JP 2007-228922 Comai (2005) Nature Rev. Genet. 6, 836-846. Vision et al. (2000) Science290, 2114-2117. Adams & Wendel (2005) Curr. Opin. Plant. Biol. 8, 135-141. Ramsey & Schemske (1998) Ann. Rev. Eco. Syst. 29. 467-501. Ramsey & Schemske (2002) Ann. Rev. Eco. Syst. 33. 589-639. Veilleux (1985) Plant Breed. Rev. 3, 253-288. Bretagnolle & Thompson (1995) New Phytologist 129, 1-11. Carputo et al. (2003) Genetics163, 287-294. Peloquin et al. (1999) Genetics 153, 1493-1499. Ravi et al. (2008) Nature 451, 1121-1125. Hase et al. (2006) Plant J. 46, 317-326.

  As known by the term “polyploid breeding”, increasing the ploidy of a plant can lead to an increase in yield.

  The present invention identifies a novel gene in which non-reducing gametes capable of reproduction are formed on both the male side (pollen) and the female side (egg) by reducing or deleting its function in plants. Mutations form fertile non-reduced gametes on both the male side (pollen) and the female side (egg), resulting in progeny seeds that have about twice the genome amount of the parent plant by selfing It is an object to provide plants that can be used.

  The present inventors analyzed the characteristics of the Arabidopsis UVI4-like (UV-B insensitive 4-similar, At3g57860) gene disruption strain. As a result, in plants where the function of UVI4-like protein was reduced or deleted, It was found that fertile non-reducing gametes were formed on both the male (pollen) side and the female (egg) side. Furthermore, it has been found that progeny seeds having twice the genome amount of the plant can be obtained by self-propagation of the plant, and the present invention has been completed.

  That is, the present invention provides a plant in which the function of the UVI4-like gene or other species homolog gene whose cDNA base sequence is described in SEQ ID NO: 1 is reduced or deleted based on the novel findings as described above.
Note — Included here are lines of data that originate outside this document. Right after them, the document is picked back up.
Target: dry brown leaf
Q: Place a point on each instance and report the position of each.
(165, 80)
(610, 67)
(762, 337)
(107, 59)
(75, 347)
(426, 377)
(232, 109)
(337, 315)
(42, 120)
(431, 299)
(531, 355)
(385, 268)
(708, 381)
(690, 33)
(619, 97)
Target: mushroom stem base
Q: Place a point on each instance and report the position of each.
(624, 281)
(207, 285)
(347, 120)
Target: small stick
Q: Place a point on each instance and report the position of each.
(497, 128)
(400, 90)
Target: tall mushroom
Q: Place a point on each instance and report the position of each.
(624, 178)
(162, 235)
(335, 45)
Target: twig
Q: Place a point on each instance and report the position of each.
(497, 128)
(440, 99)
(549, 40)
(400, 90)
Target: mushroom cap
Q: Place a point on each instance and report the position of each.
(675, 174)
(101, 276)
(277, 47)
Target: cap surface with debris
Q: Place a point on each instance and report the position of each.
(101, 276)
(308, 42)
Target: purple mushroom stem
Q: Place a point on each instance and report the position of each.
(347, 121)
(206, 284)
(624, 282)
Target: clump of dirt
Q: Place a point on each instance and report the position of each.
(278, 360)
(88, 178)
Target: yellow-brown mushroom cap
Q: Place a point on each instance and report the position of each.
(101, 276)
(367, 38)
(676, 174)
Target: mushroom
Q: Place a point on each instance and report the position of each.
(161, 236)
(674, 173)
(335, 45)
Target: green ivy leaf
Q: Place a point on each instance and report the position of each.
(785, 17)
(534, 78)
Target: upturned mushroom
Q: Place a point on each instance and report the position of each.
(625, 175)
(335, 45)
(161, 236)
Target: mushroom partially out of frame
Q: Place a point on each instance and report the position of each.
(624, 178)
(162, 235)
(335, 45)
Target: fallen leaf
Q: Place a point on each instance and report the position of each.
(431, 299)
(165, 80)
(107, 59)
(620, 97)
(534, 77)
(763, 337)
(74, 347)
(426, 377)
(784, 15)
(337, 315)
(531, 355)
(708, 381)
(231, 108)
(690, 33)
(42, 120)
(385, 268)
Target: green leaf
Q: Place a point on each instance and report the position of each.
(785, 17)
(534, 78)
  In a preferred embodiment, the plant of the present invention forms a reproductive non-reducing gamete on both the male side (pollen) and the female side (egg). In a more preferred embodiment, the plant of the present invention can obtain progeny seed having about twice the genome amount by self-propagation.
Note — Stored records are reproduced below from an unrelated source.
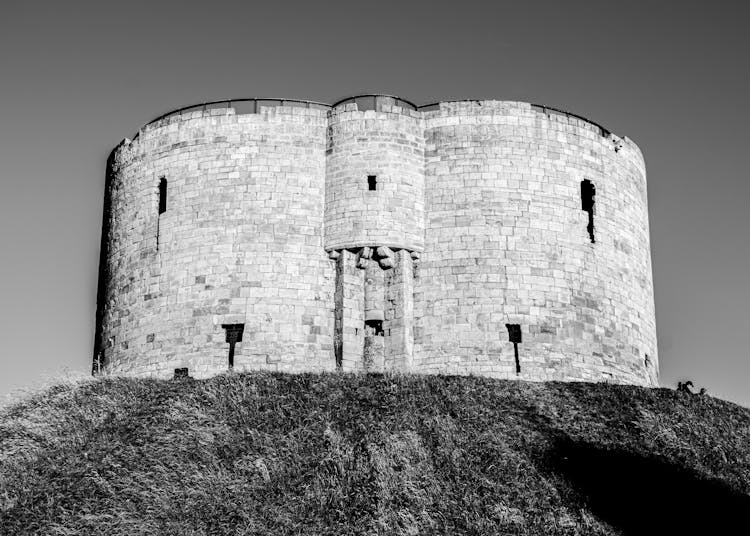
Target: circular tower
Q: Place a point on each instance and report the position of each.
(476, 237)
(537, 261)
(212, 250)
(374, 225)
  Furthermore, another preferred embodiment of the present invention is a cruciferous plant, and more particularly, Arabidopsis thaliana.

  According to the present invention, it is possible to provide a plant that forms a non-reducing gamete having fertility on both the male side (pollen) and the female side (egg). In addition, progeny seeds having twice the genome amount of the plant can be produced by self-propagating the plant.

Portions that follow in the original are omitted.